As pessoas esgotavam-se, de trabalhar muito (eram bons trabalhadores), de serem muito requisitadas (eram pessoas desejáveis), de estudarem muito (eram pessoas com vontade de saber). Um esgotamento poderia, assim, ser até, um rótulo de qualidade e uma esperança de renovação, nova edição, tiragem especial...
Já havia a palavra depressão, mas pertencia ao domínio da metereologia e estava de certa forma associada ao anti-ciclone dos Açores. E tinha um carácter passageiro: aproxima-se uma depressão, blá, blá, blá; aquelas linhas sobre o mapa tinham a dinâmica do movimento e não da estagnação. Se bem que, por vezes, o tio Anthímio referia «estão a sofrer uma depressão». Aí, já tinha um ar mais doloroso, mas não - nunca! - definitivo.
As pessoas tinham esgotamentos e tomavam suplementos e tudo tinha ar de ser por momentos.
Agora as pessoas entram em depressão! A palavra faz eco e lembra o fundo de um poço, onde a luz está muito longe e fora do alcance.
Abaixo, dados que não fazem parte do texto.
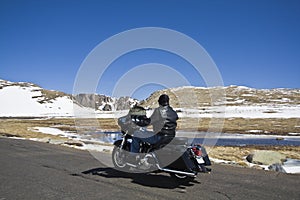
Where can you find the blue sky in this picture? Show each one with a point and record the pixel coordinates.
(255, 43)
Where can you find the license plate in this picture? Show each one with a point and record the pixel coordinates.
(200, 160)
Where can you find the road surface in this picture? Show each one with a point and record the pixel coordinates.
(34, 170)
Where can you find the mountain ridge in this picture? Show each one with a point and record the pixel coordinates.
(29, 99)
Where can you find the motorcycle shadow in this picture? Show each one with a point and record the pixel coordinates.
(159, 180)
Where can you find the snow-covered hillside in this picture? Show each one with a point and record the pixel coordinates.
(26, 100)
(29, 100)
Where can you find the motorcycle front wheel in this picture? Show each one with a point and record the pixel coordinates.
(182, 178)
(119, 158)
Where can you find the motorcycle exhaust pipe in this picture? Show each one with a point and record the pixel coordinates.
(178, 172)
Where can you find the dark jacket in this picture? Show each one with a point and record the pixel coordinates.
(164, 120)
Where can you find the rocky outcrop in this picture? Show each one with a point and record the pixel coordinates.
(263, 157)
(104, 103)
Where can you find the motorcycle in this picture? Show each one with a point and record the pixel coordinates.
(170, 155)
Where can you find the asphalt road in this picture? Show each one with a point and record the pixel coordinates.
(33, 170)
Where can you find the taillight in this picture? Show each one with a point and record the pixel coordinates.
(197, 151)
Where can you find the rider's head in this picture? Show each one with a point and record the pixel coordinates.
(163, 100)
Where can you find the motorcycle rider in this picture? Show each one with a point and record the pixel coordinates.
(164, 125)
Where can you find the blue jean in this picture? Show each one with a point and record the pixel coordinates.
(143, 136)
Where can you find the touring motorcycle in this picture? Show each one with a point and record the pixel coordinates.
(171, 155)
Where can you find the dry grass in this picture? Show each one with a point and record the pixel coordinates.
(272, 126)
(238, 154)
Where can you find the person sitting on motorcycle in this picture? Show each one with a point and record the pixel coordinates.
(164, 122)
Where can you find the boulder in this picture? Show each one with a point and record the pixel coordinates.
(263, 157)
Para as depressões tomam-se anti-depressivos, um nome que lembra armas químicas e tropas especializadas.
E a causa das depressões tem um nome estrangeiro e intraduzível: stress.
E as pessoas deixaram de andar inquietas ou enervadas e passaram a andar stressadas, que deve ter a ver com o verbo stressar, que não encaixa em nenhuma das minhas gramáticas.
Esgotaram-se os esgotamentos, vulgarizou-se o stress; citadino, buzinante, dramático e mais definitivo. Contra o qual se inventaram armas químicas e tácticas militares...
Nunca mais teremos paz no fundo do poço!